I think talking about HTTP/2 is kinda premature, honestly. I looked at
httpcore/dispatch/http2.py
, and AFAICT it doesn’t support outgoing flow control or PING handling (both of which are protocol violations), and it doesn’t support multiplexing (which pretty much makes HTTP/2 support useless). And fixing these will require some substantial architectural changes, because they require background tasks and shared state across multiple connections. Which in turn will make it significantly more complicated to support multiple concurrency backends, and means you need to somehow disable HTTP/2 entirely when running in sync mode… it’s a lot of extra complexity. I think we should be strategizing on the shortest path to something shippable, and HTTP/2 is not on the critical path for that. We definitely want to get there eventually, and we need to keep an eye on it to make sure we don’t do anything that rules it out, but we don’t want to get people excited about something that we can’t deliver yet…(BTW, we might also want to think about websocket client support eventually too – with HTTP/2 you can have HTTP and WS traffic over a single connection.)

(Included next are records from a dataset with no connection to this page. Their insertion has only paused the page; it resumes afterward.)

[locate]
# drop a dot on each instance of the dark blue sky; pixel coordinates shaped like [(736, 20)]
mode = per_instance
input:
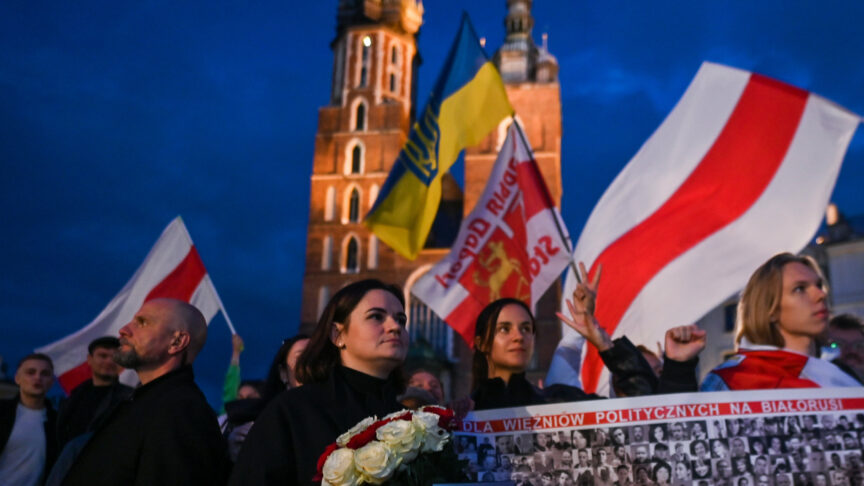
[(117, 116)]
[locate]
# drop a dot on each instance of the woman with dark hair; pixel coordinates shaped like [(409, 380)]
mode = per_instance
[(782, 314), (351, 370), (242, 413), (504, 344), (281, 374)]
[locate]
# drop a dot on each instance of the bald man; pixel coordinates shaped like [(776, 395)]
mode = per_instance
[(165, 433)]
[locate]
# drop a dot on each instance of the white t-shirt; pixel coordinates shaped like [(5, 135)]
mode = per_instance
[(23, 458)]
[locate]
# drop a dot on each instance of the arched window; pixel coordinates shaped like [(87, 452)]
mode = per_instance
[(354, 206), (327, 252), (329, 204), (323, 298), (356, 159), (360, 117), (365, 52), (351, 261), (372, 257), (394, 69), (373, 194)]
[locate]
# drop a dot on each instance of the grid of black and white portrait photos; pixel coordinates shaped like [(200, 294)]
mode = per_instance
[(805, 450)]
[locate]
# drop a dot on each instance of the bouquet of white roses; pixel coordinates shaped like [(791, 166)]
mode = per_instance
[(404, 448)]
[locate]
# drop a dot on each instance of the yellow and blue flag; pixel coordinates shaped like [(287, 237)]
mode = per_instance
[(468, 101)]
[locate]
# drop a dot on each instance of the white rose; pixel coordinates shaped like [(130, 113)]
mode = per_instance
[(360, 427), (434, 437), (397, 414), (402, 437), (375, 462), (436, 440), (339, 469)]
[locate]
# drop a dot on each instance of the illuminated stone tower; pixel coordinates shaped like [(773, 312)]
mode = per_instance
[(360, 133), (530, 76)]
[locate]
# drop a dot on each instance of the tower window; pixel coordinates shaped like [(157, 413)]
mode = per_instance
[(354, 206), (351, 261), (360, 117), (364, 60), (329, 203), (356, 158)]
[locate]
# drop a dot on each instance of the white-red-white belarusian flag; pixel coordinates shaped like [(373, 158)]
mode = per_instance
[(509, 246), (172, 269), (741, 169)]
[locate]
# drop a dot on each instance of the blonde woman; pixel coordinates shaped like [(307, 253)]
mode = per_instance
[(782, 313)]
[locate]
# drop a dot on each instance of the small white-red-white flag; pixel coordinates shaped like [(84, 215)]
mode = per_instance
[(511, 245), (741, 169), (172, 269)]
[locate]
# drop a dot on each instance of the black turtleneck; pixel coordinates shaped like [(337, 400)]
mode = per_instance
[(290, 435)]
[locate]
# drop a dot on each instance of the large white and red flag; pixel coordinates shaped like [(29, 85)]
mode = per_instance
[(511, 245), (172, 269), (741, 169)]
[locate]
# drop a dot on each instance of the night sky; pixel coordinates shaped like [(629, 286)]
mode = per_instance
[(115, 117)]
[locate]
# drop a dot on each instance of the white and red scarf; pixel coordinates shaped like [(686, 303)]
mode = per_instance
[(757, 367)]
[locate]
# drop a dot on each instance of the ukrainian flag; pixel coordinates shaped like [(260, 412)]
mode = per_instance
[(467, 102)]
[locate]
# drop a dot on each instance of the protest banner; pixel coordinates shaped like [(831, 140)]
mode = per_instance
[(765, 438)]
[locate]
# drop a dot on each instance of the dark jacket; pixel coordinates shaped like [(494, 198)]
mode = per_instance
[(85, 404), (8, 410), (631, 374), (164, 434), (291, 433)]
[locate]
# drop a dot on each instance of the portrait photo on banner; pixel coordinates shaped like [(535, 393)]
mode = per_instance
[(774, 438)]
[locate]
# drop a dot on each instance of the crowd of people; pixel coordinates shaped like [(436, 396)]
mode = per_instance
[(352, 367)]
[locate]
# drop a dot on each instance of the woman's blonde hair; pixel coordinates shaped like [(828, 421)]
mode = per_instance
[(759, 307)]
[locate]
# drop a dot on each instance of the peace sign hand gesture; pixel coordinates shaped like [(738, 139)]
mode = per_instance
[(581, 308)]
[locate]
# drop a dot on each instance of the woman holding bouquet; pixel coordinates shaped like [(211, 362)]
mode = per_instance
[(504, 344), (351, 369)]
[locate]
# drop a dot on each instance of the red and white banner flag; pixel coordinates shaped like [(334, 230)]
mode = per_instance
[(509, 246), (741, 169), (172, 269)]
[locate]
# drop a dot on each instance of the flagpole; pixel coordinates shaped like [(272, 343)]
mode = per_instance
[(564, 238), (222, 308)]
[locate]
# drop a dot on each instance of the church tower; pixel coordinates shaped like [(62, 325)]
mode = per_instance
[(360, 133), (530, 75)]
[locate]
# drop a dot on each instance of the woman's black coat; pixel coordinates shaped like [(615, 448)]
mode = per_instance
[(286, 441)]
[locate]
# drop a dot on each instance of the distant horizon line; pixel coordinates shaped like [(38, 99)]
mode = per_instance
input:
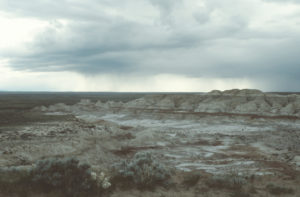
[(128, 92)]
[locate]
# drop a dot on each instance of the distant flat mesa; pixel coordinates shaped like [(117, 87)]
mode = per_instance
[(246, 101)]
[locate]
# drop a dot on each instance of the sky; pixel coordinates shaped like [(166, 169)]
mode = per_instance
[(149, 45)]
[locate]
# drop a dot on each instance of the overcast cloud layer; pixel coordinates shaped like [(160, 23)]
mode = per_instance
[(256, 40)]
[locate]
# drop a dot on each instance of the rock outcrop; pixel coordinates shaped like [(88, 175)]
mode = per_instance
[(234, 101)]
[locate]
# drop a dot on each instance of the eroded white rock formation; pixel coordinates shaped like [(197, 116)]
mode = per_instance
[(234, 101)]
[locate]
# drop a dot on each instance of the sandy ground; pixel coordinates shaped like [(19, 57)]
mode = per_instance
[(265, 148)]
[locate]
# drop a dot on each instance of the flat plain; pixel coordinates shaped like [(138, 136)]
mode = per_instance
[(231, 143)]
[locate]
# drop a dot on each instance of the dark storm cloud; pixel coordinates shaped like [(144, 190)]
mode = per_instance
[(214, 39)]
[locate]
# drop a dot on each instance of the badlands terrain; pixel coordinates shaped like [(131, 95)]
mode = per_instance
[(248, 134)]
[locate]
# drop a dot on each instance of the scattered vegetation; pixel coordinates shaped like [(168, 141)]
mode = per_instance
[(278, 190), (231, 181), (191, 179), (65, 176), (142, 171)]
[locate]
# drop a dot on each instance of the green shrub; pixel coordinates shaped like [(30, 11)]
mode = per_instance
[(66, 175), (142, 171), (228, 181), (278, 190)]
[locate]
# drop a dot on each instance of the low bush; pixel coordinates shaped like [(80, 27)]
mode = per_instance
[(230, 181), (67, 175), (278, 190), (142, 171)]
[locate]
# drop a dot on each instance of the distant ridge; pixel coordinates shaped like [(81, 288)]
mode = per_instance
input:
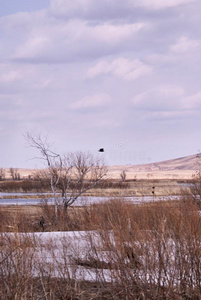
[(178, 168), (183, 163)]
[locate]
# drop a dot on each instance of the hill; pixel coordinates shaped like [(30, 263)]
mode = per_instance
[(179, 168)]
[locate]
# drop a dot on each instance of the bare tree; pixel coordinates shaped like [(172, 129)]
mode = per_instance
[(53, 160), (15, 175), (72, 175), (123, 175), (80, 173), (2, 174)]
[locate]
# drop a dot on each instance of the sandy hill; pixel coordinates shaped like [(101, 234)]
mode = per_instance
[(181, 168)]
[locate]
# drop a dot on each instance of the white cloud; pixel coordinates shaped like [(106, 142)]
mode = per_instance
[(93, 9), (90, 102), (160, 4), (167, 99), (160, 99), (121, 67), (185, 45), (64, 41)]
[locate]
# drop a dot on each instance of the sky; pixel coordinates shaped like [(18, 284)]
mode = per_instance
[(120, 75)]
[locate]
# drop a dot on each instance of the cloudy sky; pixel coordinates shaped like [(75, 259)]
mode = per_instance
[(123, 75)]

Anyway. Looking at httpcore, my overall impression is … surprisingly complementary to the async-urllib3 work? The async-urllib3 stuff is really strong on low-level protocol stuff, but the public API has a decade of accumulated cruft. httpcore feels like it’s a few years away from handling all the gnarly edge cases, but the overall API and structure seem way more thought-through. I wonder if there’s any way to combine forces on that basis?